João Massano passou à segunda volta a curta distância da actual bastonária.

A bastonária em funções alerta para os riscos de se entregar a Ordem dos Advogados a interesses que, segundo ela, pretendem “repensar” o regime de acesso ao direito manter a actual caixa de previdência (CPAS) sem reformas estruturais. Os efeitos, avisa, podem ser “devastadores”, avisa na missiva, nomeadamente para os profissionais mais vulneráveis: “Advogados/as em prática individual podem ver a sua actividade ameaçada. Pequenas e médias sociedades podem ser gravemente prejudicadas. Até associados das grandes sociedades, que há muito reivindicam direitos laborais, podem ver as suas expectativas frustradas.”

Considerando que a carta de Fernanda de Almeida Pinheiro se assemelha a um “alerta admonitório” – uma advertência formal com intuito de repreensão e censura com intenção correctiva –, o antigo bastonário Rogério Alves manifestou-se este fim-de-semana no LinkedIn contra “um texto insólito […] com marcado perfil sindical, fora da órbita do que a Ordem é e deverá continuar a ser”. Para Rogério Alves, que liderou esta estrutura profissional de 2005 a 2007, “os debates entre advogados devem ser pautados pela cordialidade e pela urbanidade e não por linguagem comicieira”, acrescentando que “a Ordem deve unir e agregar, sem fomentar uma espécie de luta de classes, mais a mais feita sem classe”. E considera que o debate deve ser feito “sem ataques pessoais, sem desrespeito pelos colegas e pelas suas opiniões”.

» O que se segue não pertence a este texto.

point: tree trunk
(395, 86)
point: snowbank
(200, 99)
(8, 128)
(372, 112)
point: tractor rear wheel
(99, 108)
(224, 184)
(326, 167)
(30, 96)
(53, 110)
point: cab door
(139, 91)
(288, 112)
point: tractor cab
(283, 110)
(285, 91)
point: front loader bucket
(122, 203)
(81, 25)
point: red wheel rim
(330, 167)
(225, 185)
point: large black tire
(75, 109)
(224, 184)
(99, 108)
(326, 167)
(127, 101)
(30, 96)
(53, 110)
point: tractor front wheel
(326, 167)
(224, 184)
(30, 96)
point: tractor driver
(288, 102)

Alguns dos visados peça actual bastonário também têm reagido ao longo dos últimos dias através de comentários no LinkedIn. É o caso de Paulo Saragoça da Matta, mandatário de José Costa Pinto, que acusa Fernanda de Almeida Pinheiro de andar “com e-mails e publicações de insulto e mentira nas redes de diversão que usa para granjear apoios ao engano”. Para este advogado, “a Sra. Bastonária não só transformou a Ordem num Circo”, colocando o emoji de uma tenda, “como  está de cabeça perdida pois vai perder a ten[ç]a gulosa”, terminado por a acusar de transformar a campanha eleitoral numa “latrina”. E prognostica: “Vai enterrar-se tanto que nem de andas sai da valeta que escava…”.

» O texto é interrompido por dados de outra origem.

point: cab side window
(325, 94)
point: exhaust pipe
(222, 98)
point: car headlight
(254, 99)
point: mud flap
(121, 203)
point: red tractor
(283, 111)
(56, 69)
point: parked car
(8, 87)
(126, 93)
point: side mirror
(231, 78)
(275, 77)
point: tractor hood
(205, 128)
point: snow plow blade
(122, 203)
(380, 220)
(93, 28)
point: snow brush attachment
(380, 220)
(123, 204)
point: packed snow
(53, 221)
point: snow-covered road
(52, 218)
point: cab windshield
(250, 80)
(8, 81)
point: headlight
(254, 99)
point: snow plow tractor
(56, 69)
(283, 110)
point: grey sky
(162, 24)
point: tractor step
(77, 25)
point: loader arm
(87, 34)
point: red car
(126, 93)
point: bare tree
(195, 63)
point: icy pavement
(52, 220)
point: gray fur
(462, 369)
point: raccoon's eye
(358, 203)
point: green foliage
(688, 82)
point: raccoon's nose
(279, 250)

Os dois principais visados – José Costa Pinto e João Massano, agora apoiado pelo primeiro – mantêm silêncio sobre a agressiva missiva de Fernanda de Almeida Pinheiro. Na passada sexta-feira, já depois do polémico e-mail da bastonária, José Costa Pinto apelou ao voto em João Massano, considerando que “num momento crítico para a Advocacia, não há lugar a neutralidades, a conveniências pessoais ou estados de alma: a escolha deve ser informada pelo compromisso firme de servir a Classe e de proteger a Instituição que a representa”.

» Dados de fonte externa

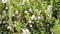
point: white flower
(49, 8)
(25, 11)
(29, 21)
(33, 16)
(4, 1)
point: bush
(29, 16)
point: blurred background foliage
(38, 16)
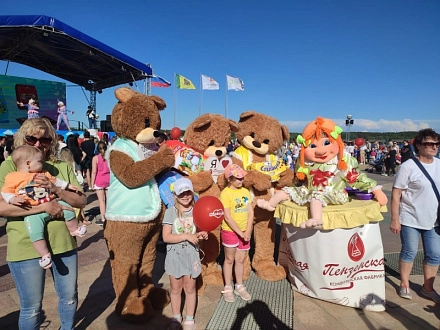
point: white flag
(235, 84)
(209, 83)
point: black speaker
(106, 126)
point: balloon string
(203, 253)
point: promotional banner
(15, 93)
(342, 266)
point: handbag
(432, 183)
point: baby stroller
(377, 165)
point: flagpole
(174, 99)
(226, 98)
(200, 97)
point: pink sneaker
(80, 231)
(46, 261)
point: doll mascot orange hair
(324, 169)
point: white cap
(181, 185)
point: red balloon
(208, 213)
(359, 142)
(175, 133)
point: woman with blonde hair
(22, 259)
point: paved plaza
(97, 299)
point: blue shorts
(409, 237)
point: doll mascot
(324, 170)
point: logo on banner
(355, 248)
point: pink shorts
(231, 239)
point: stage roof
(49, 45)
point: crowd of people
(69, 168)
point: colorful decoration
(359, 142)
(208, 213)
(175, 133)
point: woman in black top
(405, 151)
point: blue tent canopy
(52, 46)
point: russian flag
(157, 81)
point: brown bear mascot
(209, 134)
(260, 137)
(134, 209)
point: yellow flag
(184, 83)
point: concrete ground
(96, 296)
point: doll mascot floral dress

Quanto a João Massano – que assegurará a eleição se conseguir juntar os ‘seus votos’ aos de José Costa Pinto –, tem passado os últimos dias a divulgar apenas uma lista de apoios, incluindo com gravações, nas redes sociais, sobretudo no LinkedIn. Até porque tem sido sobretudo aí, nesta rede social, que muito desta campanha eleitoral se tem desenrolado com maior ou menor fel.